The big question that hovers over "Sliding Doors" is: How will this woolly plot resolve itself? The wrap-up is a disappointment -- an easy, facile way out that breaks faith with the audience. (The plot is so wacky to begin with, there's no need for such a predictably melodramatic ending.) Yet it's not so much the tale itself as the slippery interplay between characters that makes "Sliding Doors" enjoyable. Paltrow -- a stiff, remote actress in every role except that of Estella in the lovely "Great Expectations" -- is surprisingly likable here. She's still cool and aloof, but also breezy and insouciant, and she's not above breaking out in a toothy grin when her new love makes a silly joke. Most important, she never lets herself melt into an insecure puddle just to win our sympathy, the way so many of today's romantic-comedy heroines do. She's not set up to play on female insecurities, to make women feel better about their own low self-esteem and lack of will. Her vulnerability is telegraphed in sharp flashes, sometimes in the very brittleness of her line readings -- not in self-indulgent mooniness or cheap crying fits.

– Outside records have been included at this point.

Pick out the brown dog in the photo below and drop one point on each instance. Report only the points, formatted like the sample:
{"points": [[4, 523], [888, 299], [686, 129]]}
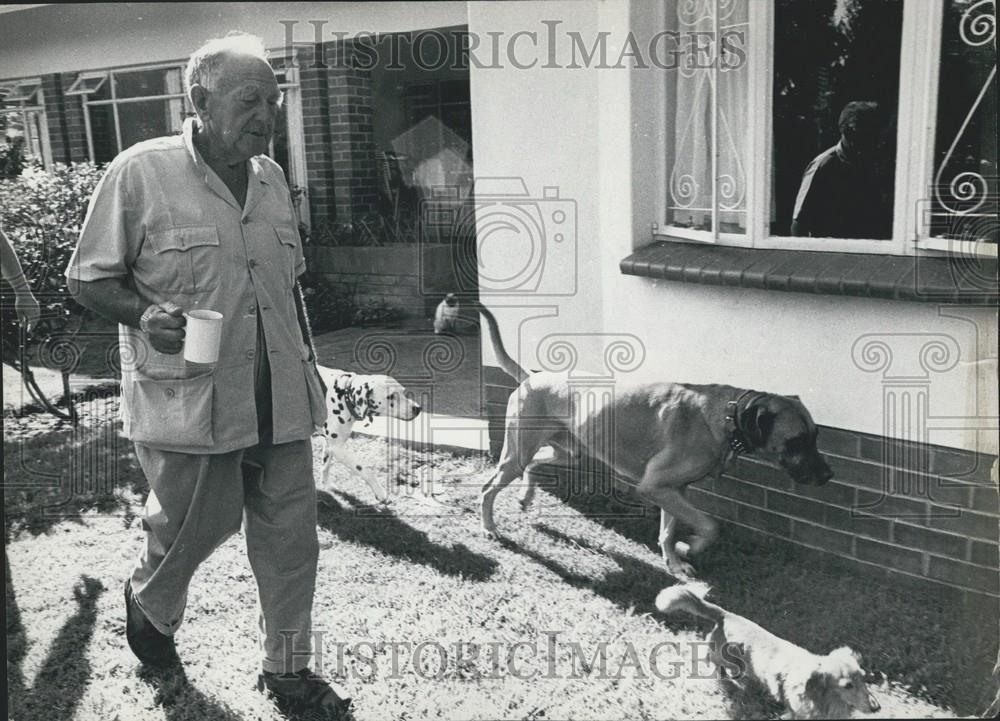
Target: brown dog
{"points": [[662, 436], [811, 686]]}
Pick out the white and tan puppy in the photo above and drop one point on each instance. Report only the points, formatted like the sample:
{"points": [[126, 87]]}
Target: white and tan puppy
{"points": [[809, 685], [350, 398]]}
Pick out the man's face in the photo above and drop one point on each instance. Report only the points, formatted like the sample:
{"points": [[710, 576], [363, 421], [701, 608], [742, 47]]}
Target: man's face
{"points": [[242, 107]]}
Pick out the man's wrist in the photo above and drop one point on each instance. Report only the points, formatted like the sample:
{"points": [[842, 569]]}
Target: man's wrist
{"points": [[19, 284], [146, 315]]}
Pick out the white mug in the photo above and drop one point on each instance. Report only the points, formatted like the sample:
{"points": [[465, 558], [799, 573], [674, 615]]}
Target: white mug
{"points": [[202, 335]]}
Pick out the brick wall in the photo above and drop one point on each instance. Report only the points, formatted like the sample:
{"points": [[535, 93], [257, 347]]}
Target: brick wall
{"points": [[316, 132], [352, 144], [931, 517], [337, 125], [405, 276]]}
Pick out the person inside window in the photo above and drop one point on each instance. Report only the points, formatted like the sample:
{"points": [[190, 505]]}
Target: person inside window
{"points": [[845, 190]]}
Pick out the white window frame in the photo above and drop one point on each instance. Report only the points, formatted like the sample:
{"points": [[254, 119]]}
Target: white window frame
{"points": [[10, 87], [915, 144]]}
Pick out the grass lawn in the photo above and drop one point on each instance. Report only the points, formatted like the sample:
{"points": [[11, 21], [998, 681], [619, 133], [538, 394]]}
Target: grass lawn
{"points": [[496, 631]]}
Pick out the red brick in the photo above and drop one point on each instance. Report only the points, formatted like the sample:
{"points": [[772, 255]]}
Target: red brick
{"points": [[979, 578], [795, 506], [831, 492], [889, 556], [985, 554], [986, 499], [883, 506], [824, 538], [968, 523], [756, 471], [764, 520], [843, 519], [739, 490], [857, 473], [839, 442], [712, 504], [961, 464], [923, 539]]}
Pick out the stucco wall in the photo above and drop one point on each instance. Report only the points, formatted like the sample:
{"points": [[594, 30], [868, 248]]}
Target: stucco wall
{"points": [[593, 134]]}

As Russell, Gerry's uncle and pal, Douglas McFerran shows a ruddy, chortling kind of good humor. When Gerry bends his ear in a pub, bemoaning the confusion he feels trying to juggle both a girlfriend and a mistress, Russell, instead of offering serious advice, howls with laughter. He's the movie's funniest and most logical character: The only way to make sense of Gerry's romantic travails and hand wringing is to treat them as a pathetic comedy routine.
But it's Hannah, as James, who keeps the movie spinning -- despite the fact that his character is aggressively overwritten. As Howitt has conceived him, James is the winking, twinkling, cutie-pie funny guy: His tablemates crumple with laughter at his spot-on Monty Python imitations ("Nobody expects the Spanish Inquisition!"), and he courts Helen over milkshakes at a modest diner, even though he's a big-money business guy. Howitt seems to think he's invented every woman's dream dude: somewhat nerdy but also mildly athletic, always there for a larf and a snog, the kind of fellow who probably still likes to sleep with his teddy bear. (Howitt doesn't seem to realize that in real life, most smart single girls know that a guy who quotes Monty Python lines ad nauseam is likely to be the kind of guy who bites his toenails -- or worse.)
Miraculously, Hannah -- who played Simon Callow's lover in "Four Weddings and a Funeral," and who, reciting a W.H. Auden poem in the funeral scene, delivered one of that movie's few genuine moments -- saves the role from caricature. His great charm comes not from the words his character is given (most of which are dorky) but from his unstudied off-handedness, and the way his eyes crinkle up when he smiles. He's the perfect counterbalance to Paltrow's ice princess, who sometimes seems to be all sharp elbows and flat midriff. He lends her a softness and a slight oddball craziness that she desperately needs.
"Sliding Doors" riffs on the kinds of questions that occasionally nag all of us: What would have happened if I'd arrived on the scene 10 minutes earlier -- or 10 minutes later? What would have happened if I'd said "X" instead of "Y"? But the most crucial thing that happens in "Sliding Doors" takes place in the first 15 minutes, when James and the original Helen find themselves on an elevator and he picks up the earring she's absent-mindedly dropped. They don't officially meet until later, but by the time the doors have closed on them, their fate is sealed, and it's a good thing, too. Monty Python routines or not, he's the kind of guy you'd hate to see slip through the cracks.